A Meta, controladora de plataformas como Facebook e Instagram, anunciou nesta segunda-feira (14) uma nova política que permitirá o uso de dados públicos de usuários da União Europeia (UE) para treinar seus modelos de inteligência artificial (IA) generativa. A medida será aplicada às publicações e interações públicas nas redes sociais, bem como às conversas com o chatbot Meta AI, recentemente lançado na região.

A decisão ocorre semanas após a liberação do Meta AI na UE, adiada inicialmente devido às rigorosas exigências do Regulamento Geral sobre a Proteção de Dados (RGPD). De acordo com a empresa, conteúdos privados e de menores de 18 anos estão excluídos do processo de coleta para treinamento dos modelos.
Os usuários europeus serão notificados sobre a nova política e poderão optar por não permitir o uso de seus dados para esse fim, o que atende às normas de transparência e consentimento previstas pela legislação da UE.

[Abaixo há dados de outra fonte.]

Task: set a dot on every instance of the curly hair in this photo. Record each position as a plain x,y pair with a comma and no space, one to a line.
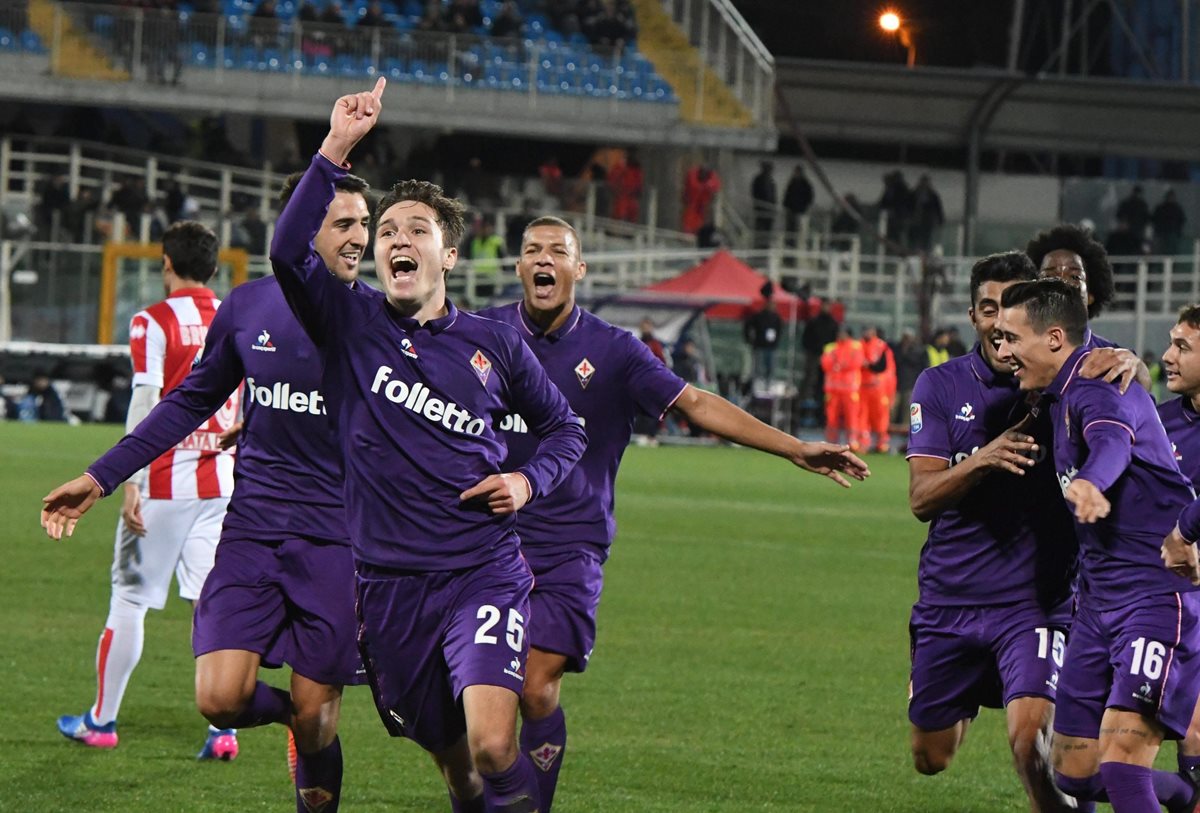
1078,240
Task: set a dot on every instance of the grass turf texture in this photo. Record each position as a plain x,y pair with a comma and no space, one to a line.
751,656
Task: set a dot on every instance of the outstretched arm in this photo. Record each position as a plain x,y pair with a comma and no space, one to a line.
718,416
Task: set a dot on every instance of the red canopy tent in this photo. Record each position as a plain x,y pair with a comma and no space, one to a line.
725,277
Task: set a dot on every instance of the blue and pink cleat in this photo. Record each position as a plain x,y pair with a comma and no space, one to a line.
222,744
83,728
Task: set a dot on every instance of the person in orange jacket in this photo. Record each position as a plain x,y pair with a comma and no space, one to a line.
879,389
843,365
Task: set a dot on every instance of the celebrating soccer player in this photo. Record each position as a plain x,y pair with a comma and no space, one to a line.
171,521
418,390
282,588
1132,673
994,609
610,378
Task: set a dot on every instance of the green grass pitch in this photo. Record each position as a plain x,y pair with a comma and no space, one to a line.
751,656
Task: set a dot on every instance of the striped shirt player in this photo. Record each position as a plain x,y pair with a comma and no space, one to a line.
171,517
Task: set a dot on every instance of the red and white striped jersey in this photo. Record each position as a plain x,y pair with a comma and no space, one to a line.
166,341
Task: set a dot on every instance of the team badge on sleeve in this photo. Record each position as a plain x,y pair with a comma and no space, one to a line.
585,371
481,366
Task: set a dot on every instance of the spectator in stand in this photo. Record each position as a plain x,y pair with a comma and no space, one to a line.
765,198
52,205
927,215
508,23
700,188
797,200
551,175
897,202
911,360
820,330
762,330
373,17
627,181
264,25
845,222
1168,220
1135,212
42,402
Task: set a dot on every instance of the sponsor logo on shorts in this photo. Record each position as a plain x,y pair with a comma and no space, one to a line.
544,756
415,398
263,343
483,367
315,799
280,396
585,371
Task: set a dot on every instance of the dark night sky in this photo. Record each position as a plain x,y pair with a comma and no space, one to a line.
947,32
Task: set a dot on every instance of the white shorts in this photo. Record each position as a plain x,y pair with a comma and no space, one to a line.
181,539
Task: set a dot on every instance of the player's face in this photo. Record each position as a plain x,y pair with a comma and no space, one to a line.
343,235
411,260
1181,362
1024,350
984,315
549,268
1068,266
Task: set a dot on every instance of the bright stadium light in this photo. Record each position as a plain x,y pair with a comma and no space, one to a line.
891,22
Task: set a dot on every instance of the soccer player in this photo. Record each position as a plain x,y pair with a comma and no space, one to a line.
282,588
1132,670
418,390
171,519
994,607
610,378
1181,419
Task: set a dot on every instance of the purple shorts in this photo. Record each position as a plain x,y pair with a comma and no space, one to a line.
563,604
965,657
1143,657
292,602
426,637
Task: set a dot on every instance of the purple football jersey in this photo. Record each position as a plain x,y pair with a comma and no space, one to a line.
287,474
1000,543
609,377
418,408
1182,427
1117,444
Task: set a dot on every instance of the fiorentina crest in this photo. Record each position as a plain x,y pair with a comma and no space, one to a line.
544,756
585,371
481,366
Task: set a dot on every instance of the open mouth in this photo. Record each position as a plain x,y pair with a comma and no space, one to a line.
543,283
402,265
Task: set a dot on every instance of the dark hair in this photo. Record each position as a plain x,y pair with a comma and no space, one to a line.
1189,314
558,223
352,184
1078,240
1048,303
1005,266
449,210
192,250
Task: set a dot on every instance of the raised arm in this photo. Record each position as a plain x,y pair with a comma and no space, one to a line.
312,293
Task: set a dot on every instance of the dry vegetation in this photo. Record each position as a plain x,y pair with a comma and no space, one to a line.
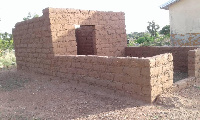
28,96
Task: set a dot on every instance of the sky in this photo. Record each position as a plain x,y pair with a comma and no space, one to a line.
137,12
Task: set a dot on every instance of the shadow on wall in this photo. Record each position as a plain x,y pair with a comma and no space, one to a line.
110,34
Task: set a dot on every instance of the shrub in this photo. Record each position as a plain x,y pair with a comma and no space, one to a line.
7,59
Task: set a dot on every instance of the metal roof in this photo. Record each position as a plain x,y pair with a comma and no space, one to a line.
167,4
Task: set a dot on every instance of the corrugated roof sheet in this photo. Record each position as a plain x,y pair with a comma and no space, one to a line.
167,4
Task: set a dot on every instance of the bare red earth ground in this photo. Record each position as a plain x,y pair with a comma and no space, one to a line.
28,96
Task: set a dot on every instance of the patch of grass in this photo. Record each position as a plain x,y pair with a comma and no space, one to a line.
7,59
10,84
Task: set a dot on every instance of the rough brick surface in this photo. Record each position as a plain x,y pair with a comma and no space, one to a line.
48,45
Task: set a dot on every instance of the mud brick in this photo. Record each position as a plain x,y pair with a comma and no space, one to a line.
107,76
133,72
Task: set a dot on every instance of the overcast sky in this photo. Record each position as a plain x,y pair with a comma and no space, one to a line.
137,12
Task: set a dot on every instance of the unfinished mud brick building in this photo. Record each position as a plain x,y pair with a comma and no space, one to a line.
96,53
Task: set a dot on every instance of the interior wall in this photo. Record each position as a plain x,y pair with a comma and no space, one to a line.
180,54
86,40
109,28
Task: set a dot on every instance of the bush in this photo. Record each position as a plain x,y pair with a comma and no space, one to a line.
7,59
5,44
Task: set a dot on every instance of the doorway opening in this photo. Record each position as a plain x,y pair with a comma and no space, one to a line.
86,40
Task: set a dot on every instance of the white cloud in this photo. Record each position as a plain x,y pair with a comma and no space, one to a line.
138,12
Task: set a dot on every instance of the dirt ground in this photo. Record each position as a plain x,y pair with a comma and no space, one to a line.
34,97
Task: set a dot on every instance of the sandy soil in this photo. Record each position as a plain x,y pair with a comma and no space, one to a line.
28,96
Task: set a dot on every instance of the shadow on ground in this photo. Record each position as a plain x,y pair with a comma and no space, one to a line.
42,97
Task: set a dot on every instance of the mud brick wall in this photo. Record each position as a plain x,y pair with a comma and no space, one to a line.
32,43
38,40
161,74
180,54
110,30
194,63
143,78
86,43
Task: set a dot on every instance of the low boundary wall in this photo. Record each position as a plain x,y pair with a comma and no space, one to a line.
180,54
143,78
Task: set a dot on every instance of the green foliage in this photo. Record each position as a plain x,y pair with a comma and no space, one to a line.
148,38
165,30
145,38
7,59
135,35
153,28
30,16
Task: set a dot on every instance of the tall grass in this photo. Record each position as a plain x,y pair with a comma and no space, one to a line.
7,59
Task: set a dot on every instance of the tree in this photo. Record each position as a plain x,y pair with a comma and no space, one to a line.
165,30
153,28
30,16
6,41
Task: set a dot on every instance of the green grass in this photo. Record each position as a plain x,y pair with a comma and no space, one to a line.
7,59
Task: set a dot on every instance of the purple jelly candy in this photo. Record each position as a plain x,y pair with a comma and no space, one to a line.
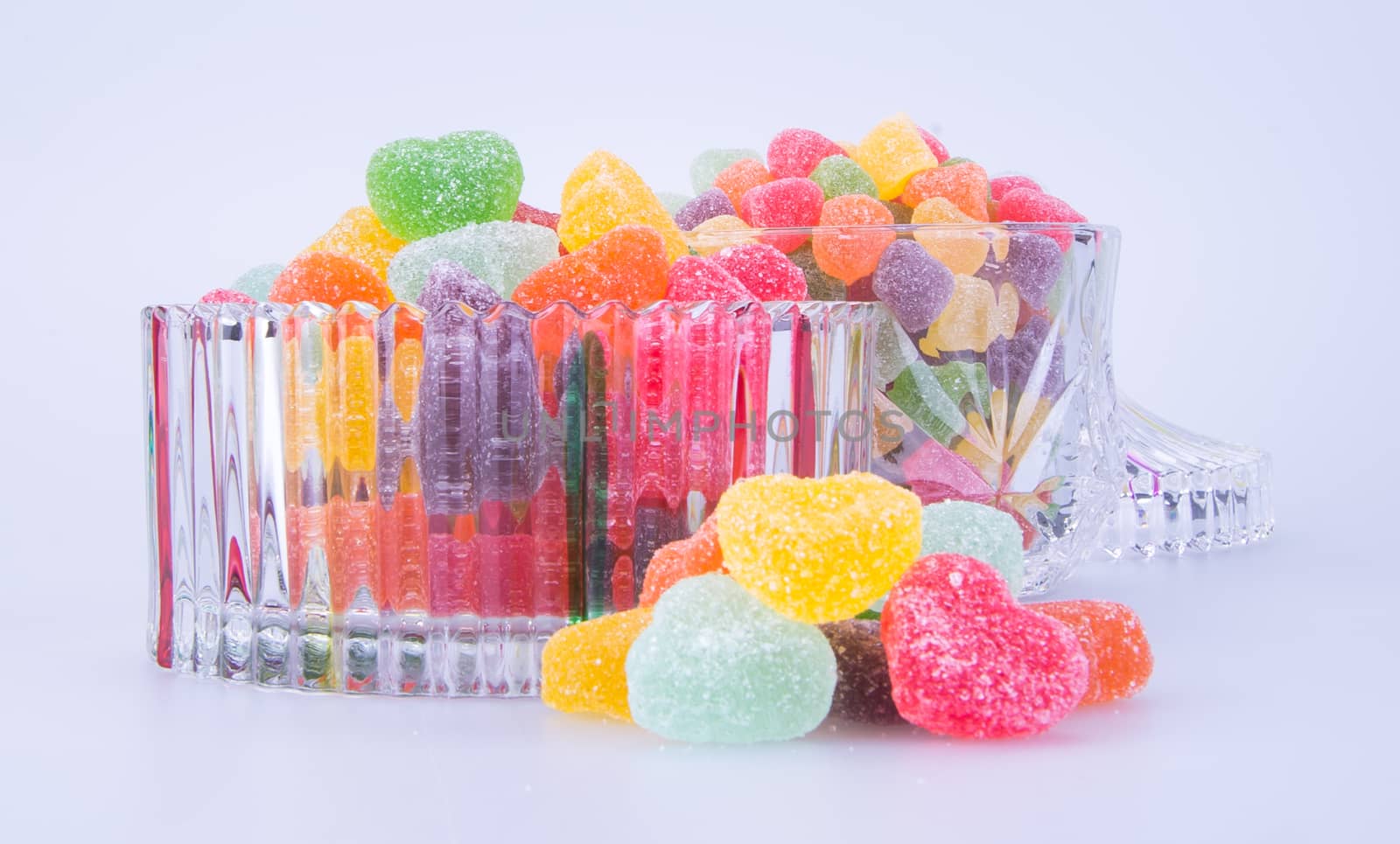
450,282
914,283
711,203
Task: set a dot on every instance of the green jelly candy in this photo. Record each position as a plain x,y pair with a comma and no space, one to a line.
839,175
718,665
979,532
499,254
420,186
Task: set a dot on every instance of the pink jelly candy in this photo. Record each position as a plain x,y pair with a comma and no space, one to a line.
965,659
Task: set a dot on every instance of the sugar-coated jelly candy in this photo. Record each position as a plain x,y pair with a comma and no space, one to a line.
850,254
914,284
716,665
839,175
766,272
583,665
360,235
710,203
629,263
818,550
979,532
331,279
965,659
783,203
711,163
892,153
863,690
965,185
797,153
1120,659
500,254
420,186
676,560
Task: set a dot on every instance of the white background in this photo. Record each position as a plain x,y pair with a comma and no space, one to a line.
1246,151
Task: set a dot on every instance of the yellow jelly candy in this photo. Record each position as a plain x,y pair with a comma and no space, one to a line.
360,235
818,550
602,193
975,317
892,153
581,668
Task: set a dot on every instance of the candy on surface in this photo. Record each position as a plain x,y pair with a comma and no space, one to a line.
979,532
1120,659
583,665
963,184
696,279
818,550
450,282
739,177
716,665
962,252
976,315
863,689
797,153
892,153
766,272
629,263
422,186
360,235
711,163
965,659
914,284
500,254
710,203
839,175
783,203
850,254
329,279
681,559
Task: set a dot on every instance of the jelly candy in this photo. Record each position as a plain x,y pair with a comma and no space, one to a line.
420,186
583,665
711,163
629,263
360,235
709,205
818,550
766,272
965,659
450,282
965,185
962,252
914,284
329,279
602,193
681,559
851,254
892,153
863,690
716,665
976,315
1120,659
837,175
500,254
696,279
797,153
783,203
979,532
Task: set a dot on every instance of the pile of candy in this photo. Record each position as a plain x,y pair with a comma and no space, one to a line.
756,627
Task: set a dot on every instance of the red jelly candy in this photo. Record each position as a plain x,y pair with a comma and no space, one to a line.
797,153
786,203
965,659
766,272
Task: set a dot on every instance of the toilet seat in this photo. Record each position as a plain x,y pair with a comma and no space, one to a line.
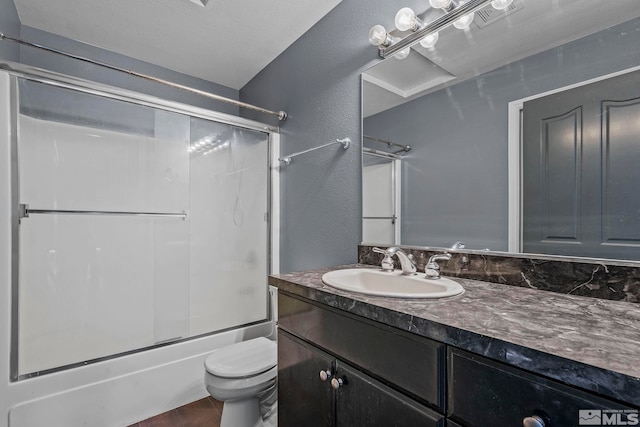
243,359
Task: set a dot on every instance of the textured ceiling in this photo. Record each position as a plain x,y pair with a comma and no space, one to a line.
532,27
227,41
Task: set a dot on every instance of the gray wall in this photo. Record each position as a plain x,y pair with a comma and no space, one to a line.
455,178
317,80
72,67
10,51
10,26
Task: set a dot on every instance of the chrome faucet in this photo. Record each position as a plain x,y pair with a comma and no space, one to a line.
458,245
406,261
432,269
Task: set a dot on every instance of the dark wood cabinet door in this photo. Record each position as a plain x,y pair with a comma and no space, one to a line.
363,401
580,174
303,399
486,393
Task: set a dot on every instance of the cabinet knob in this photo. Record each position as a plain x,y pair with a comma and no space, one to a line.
325,375
533,421
336,383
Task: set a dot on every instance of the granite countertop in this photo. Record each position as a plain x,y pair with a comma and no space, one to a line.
585,342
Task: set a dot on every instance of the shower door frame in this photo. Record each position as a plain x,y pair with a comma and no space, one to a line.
17,71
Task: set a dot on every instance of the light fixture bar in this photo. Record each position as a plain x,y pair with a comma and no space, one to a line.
444,21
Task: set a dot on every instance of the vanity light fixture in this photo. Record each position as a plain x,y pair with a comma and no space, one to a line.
406,19
445,5
459,13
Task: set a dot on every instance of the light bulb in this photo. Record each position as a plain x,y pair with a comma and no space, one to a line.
406,19
430,40
377,35
501,4
440,4
403,53
464,22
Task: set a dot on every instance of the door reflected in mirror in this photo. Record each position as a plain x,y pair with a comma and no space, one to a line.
455,181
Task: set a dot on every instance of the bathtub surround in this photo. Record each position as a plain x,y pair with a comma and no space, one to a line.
590,278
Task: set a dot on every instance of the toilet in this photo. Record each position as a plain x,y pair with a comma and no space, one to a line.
241,374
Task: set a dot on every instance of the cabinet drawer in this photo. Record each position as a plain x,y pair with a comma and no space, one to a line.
483,392
414,365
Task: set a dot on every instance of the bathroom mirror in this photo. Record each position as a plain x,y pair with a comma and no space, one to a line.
451,104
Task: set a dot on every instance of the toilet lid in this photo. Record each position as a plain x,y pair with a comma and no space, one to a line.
243,359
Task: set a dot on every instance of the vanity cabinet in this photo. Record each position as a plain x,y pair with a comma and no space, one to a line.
337,370
483,392
385,376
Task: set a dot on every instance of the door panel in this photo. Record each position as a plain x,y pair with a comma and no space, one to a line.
581,148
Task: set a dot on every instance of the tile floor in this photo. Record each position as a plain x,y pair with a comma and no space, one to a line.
201,413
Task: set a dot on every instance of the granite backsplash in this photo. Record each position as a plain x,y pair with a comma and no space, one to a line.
590,279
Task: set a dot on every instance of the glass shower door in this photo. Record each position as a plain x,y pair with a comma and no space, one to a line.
139,226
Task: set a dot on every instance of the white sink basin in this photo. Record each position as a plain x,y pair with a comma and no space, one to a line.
391,284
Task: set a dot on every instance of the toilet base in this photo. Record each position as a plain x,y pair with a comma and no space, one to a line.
241,413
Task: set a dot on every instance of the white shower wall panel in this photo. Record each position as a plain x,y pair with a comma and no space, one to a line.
93,286
64,166
229,195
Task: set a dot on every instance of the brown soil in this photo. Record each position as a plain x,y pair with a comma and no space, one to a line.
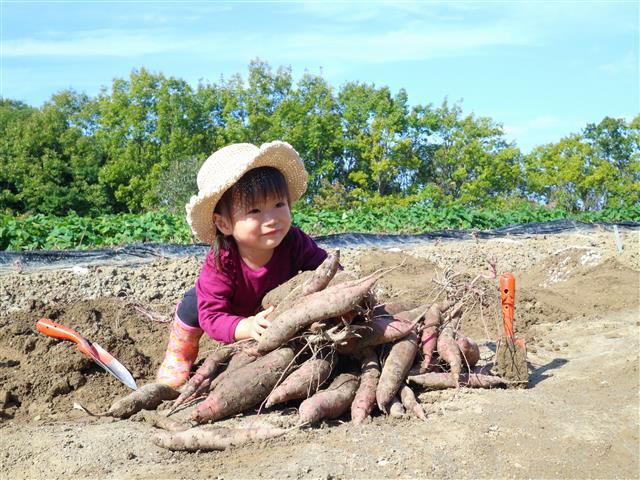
577,306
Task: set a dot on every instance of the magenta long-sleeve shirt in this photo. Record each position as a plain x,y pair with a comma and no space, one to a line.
234,292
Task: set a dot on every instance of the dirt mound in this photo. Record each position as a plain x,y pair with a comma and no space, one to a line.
577,300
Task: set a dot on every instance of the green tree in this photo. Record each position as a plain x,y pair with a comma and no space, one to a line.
599,168
470,162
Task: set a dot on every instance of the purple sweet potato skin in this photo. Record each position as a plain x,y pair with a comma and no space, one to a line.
245,388
395,369
303,382
332,402
365,399
449,351
333,301
439,381
469,350
408,399
201,439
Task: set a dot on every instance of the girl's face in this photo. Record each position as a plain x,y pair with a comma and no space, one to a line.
257,228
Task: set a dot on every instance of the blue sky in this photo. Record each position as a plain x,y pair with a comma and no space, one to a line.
541,69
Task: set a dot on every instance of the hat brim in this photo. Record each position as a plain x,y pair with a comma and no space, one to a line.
276,154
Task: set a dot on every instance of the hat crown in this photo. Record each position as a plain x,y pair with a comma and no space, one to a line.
216,169
226,166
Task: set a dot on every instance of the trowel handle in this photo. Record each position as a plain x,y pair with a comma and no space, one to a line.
508,298
50,328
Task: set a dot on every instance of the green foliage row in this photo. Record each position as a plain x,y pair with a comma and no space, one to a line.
41,231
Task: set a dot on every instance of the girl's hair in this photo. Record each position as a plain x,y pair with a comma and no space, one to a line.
257,185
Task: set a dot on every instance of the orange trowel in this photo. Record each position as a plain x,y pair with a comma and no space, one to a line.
511,352
92,350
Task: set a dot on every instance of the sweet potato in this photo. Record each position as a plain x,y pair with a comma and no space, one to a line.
439,381
205,439
409,402
395,369
147,397
203,376
287,292
332,402
333,301
246,388
304,283
303,382
391,308
469,350
449,351
365,398
240,359
429,336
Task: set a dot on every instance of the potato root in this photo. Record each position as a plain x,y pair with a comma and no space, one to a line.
469,350
165,423
246,388
323,274
205,439
332,402
449,351
202,378
395,369
396,410
303,382
147,397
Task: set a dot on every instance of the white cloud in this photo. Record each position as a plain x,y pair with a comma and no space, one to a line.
96,43
624,65
413,42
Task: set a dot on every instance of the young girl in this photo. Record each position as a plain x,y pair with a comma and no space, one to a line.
243,211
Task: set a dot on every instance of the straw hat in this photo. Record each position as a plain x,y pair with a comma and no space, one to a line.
225,167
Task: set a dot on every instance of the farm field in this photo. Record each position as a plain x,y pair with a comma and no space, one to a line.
577,306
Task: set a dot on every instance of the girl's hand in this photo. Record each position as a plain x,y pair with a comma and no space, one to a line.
260,323
253,327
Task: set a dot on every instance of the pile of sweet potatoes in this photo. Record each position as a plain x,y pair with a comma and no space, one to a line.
331,350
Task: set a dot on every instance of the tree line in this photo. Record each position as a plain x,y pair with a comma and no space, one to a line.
137,146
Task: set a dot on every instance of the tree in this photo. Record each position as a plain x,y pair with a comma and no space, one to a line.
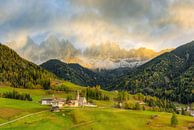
174,120
137,106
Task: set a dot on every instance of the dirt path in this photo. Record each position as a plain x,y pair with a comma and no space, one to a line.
2,124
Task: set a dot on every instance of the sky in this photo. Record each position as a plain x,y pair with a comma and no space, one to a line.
155,24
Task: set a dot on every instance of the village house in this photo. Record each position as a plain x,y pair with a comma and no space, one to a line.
58,103
47,101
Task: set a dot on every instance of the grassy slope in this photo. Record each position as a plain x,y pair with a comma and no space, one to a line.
80,118
99,119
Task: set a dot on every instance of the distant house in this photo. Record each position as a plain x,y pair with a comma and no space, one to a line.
58,102
46,101
55,109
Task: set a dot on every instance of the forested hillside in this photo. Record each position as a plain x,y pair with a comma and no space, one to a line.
170,75
77,74
18,72
73,72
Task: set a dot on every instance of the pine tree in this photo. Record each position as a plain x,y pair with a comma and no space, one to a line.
174,120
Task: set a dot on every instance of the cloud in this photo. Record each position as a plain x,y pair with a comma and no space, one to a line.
154,24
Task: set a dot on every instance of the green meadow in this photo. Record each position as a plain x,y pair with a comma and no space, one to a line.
104,117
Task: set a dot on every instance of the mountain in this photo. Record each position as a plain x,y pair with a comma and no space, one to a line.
104,56
79,75
169,75
19,72
72,72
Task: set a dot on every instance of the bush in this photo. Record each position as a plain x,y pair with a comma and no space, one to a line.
174,120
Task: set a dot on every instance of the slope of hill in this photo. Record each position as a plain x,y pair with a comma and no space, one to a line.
107,55
77,74
20,73
169,75
72,72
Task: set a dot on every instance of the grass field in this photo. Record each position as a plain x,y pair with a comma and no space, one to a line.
99,119
102,118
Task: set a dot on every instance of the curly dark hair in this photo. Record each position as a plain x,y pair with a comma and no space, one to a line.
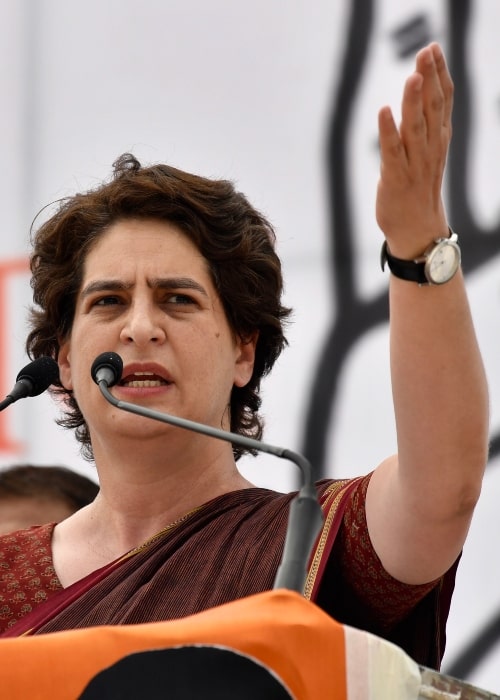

A Meta fundamenta a medida na interpretação mais recente do Comitê Europeu de Proteção de Dados, que reconheceu em dezembro de 2024 que o “interesse legítimo” pode ser uma base legal adequada para o desenvolvimento e uso de modelos de IA, desde que respeitadas as diretrizes de proteção de dados.
A decisão pode abrir caminho para que outras empresas de tecnologia adotem abordagens semelhantes no continente, desde que atendam às exigências regulatórias de privacidade e segurança da informação impostas pela União Europeia.